At a recent workshop that addressed communication, one guideline stuck out: “It’s okay to disagree; not okay to blame, shame or attack (others).”
In our current political arena, we are subjected to seeing and hearing many negative, perhaps outrageous, examples of how we talk to one another and about one another. Recent disagreements or actions taken have incited a huge negative reaction that led to intensely humiliating and shaming others for their behavior. What causes this type of “hateful” response? It’s often deeply held shame that, without being addressed, can make the “attacking” reaction unlikely to change.

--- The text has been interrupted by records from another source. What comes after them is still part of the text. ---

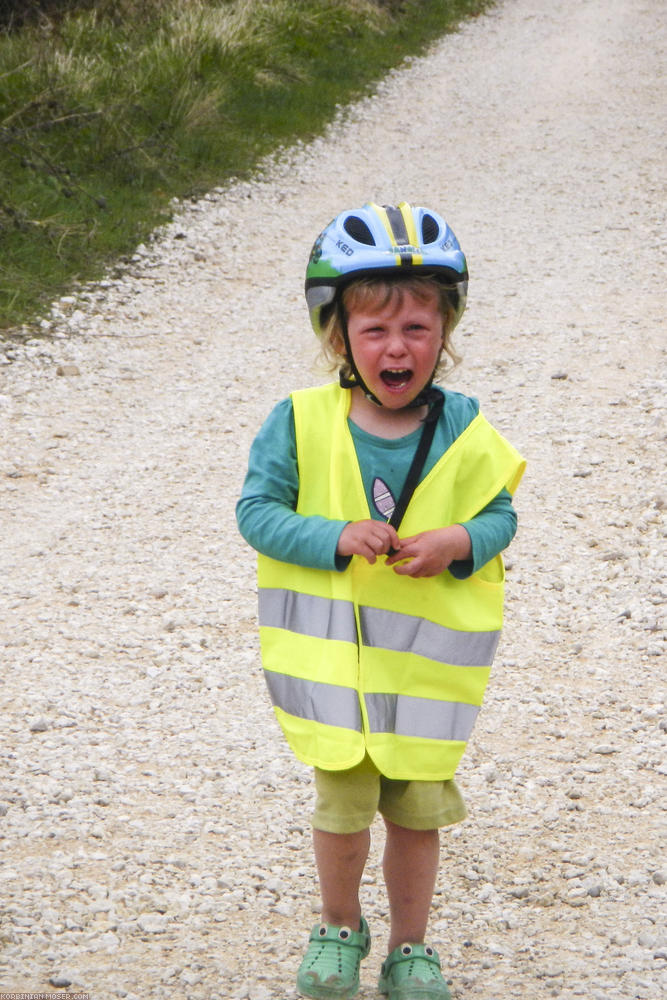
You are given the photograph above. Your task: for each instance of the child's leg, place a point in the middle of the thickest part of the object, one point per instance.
(341, 858)
(410, 866)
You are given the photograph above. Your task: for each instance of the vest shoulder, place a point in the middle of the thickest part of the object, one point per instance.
(460, 410)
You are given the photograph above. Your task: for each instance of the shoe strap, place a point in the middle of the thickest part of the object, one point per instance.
(407, 953)
(343, 935)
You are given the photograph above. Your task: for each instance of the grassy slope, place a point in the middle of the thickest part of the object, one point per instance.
(108, 114)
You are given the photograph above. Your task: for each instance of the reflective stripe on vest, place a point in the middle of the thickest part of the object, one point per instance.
(420, 717)
(307, 614)
(329, 704)
(408, 634)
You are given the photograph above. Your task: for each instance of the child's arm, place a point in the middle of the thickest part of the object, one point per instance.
(266, 511)
(369, 539)
(487, 534)
(431, 552)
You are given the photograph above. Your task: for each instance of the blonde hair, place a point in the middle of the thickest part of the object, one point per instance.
(377, 294)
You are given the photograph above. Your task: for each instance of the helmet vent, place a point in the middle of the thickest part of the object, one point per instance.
(430, 229)
(358, 230)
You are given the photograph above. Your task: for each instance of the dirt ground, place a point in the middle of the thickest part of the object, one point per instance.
(154, 829)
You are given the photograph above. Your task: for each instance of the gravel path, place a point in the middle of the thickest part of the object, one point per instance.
(153, 827)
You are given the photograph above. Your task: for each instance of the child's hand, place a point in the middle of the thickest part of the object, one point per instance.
(369, 539)
(431, 552)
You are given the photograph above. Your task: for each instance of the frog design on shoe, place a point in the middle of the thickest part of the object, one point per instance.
(413, 972)
(330, 968)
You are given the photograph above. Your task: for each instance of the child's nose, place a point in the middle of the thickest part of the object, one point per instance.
(396, 344)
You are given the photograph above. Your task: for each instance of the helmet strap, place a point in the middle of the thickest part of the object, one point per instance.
(356, 380)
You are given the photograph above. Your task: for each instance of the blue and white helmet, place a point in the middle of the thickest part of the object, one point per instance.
(384, 241)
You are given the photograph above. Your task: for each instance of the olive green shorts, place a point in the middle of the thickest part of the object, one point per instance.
(347, 801)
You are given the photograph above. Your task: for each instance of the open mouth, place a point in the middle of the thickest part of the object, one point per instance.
(396, 378)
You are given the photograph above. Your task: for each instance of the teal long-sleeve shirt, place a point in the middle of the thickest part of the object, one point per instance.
(266, 510)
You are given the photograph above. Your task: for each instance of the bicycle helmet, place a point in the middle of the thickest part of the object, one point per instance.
(384, 241)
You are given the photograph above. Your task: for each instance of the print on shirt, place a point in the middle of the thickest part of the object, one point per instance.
(382, 498)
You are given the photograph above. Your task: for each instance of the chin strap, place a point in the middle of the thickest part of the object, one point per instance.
(436, 401)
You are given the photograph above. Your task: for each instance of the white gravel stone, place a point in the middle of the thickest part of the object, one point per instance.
(154, 833)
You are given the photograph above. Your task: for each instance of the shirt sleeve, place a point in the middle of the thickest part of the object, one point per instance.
(266, 511)
(490, 532)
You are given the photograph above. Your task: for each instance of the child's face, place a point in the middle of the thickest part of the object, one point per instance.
(396, 348)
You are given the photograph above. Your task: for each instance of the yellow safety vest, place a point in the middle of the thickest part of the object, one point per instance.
(365, 660)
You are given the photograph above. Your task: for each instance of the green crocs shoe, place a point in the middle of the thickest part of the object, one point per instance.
(330, 968)
(412, 972)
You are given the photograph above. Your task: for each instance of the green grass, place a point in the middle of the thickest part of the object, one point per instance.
(111, 111)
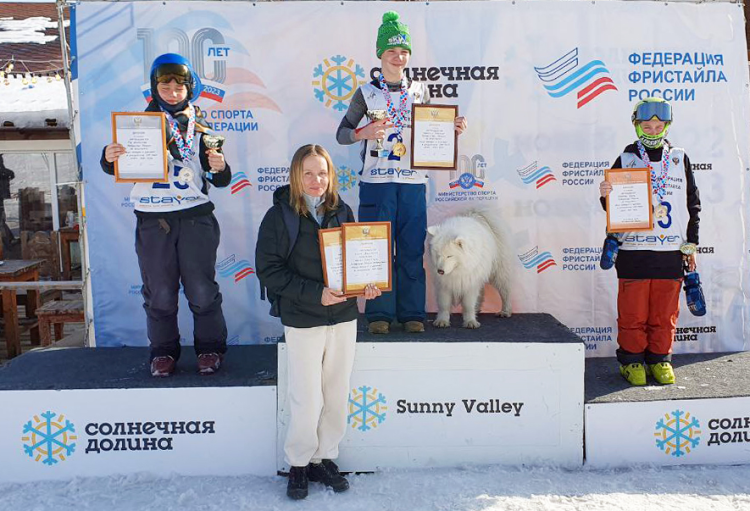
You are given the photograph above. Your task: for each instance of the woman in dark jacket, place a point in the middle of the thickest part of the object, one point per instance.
(320, 324)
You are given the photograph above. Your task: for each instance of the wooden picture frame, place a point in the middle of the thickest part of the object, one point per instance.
(430, 140)
(155, 153)
(332, 257)
(365, 244)
(633, 178)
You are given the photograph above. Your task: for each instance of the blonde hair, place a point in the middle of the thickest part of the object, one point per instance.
(297, 199)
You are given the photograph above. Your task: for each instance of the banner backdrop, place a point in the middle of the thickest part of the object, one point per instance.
(547, 88)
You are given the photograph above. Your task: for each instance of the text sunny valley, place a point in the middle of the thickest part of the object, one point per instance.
(468, 405)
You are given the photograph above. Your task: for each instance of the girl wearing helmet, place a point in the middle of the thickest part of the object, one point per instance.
(177, 234)
(650, 264)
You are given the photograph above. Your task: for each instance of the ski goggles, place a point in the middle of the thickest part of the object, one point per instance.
(648, 110)
(177, 72)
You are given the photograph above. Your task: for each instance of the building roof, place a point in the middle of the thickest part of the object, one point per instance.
(18, 21)
(29, 36)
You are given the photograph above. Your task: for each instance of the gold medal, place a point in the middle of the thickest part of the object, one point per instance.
(185, 176)
(399, 149)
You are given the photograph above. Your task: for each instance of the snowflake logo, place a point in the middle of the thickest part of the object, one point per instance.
(49, 439)
(336, 80)
(347, 178)
(366, 408)
(677, 433)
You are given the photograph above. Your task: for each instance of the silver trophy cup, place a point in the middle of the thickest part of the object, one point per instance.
(213, 142)
(378, 115)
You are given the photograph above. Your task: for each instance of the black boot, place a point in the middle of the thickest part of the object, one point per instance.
(296, 488)
(327, 472)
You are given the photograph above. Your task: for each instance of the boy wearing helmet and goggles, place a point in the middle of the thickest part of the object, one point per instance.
(388, 189)
(177, 234)
(650, 264)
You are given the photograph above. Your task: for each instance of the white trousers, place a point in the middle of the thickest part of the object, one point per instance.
(319, 362)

However, this type of reaction can lose its power if recipients are able to remain true to their own beliefs and stay strong.
Anger Is Not the Problem—It’s Shame
When a person cannot tolerate being confronted and experiences even mild slights or disagreements as personal attacks, they often react out of anger and even rage. Anger, in this context, is defensive and it’s usually a defense against deeply felt shame.
When a person feels shamed by the words or behavior of others, and is compelled to discredit or demolish the messenger, they are responding to something old. The shame in this context comes out of an unhealed hurt often during childhood that gets deeply triggered at current moments of perceived “attacks.” The powerful unresolved influence from the past is what fuels the intense angry overreaction. In essence, the person is reacting from a past injurious attack and often not the current situation. The revealing sign is that the behavior appears way over the top and out of the context in which it’s taking place.
Recipients of Angry Defensive Reactions
When we experience angry shaming attacks to our behavior or character, we can feel the impact. When the circumstance is one where we are or we observe others repeatedly subjected to being shamed and humiliated, in time, our sense of wellbeing is affected. What often results is a state of fear taking hold that can lead to compliant behavior in an attempt to avoid future attacks. When this occurs, the targeted person gradually loses agency.
The shaming/blaming reaction we see in the political realm mirrors hurtful coercive tactics common to domestic abuse. The agenda of one partner is to achieve power and control over the other often with degrading and humiliating putdowns. The specific accusations are often projections of the attacker’s own behaviors. In time, the targeted person usually becomes intimidated and fearful and comes to believe that the best way to survive is to appease their partner in order to avoid more pain.
Reading about this might evoke a time when you experienced a type of affront and can recall the discomfort you felt. When we hear personal devaluing attacks, a knee jerk reaction might be to defend our self. However, it’s generally better not to go the defensive route because it can reinforce the attacker’s stance. Instead, address the process and speak to the behavior—what is happening.
For example, tell the person, “If you keep putting me down, I’ll need to end the conversation.” Or, if you wish to address the specifics of what the person is accusing you of, you might say, “Just because you say I’m stupid doesn’t make stupid.” Or, “Just because you say I’m evil, doesn’t make me evil.” Even saying this to yourself can help to keep a protective boundary between you and the other person.
Taking steps to protect ourselves is something within our power, and when we do it respectfully, we benefit as well as others.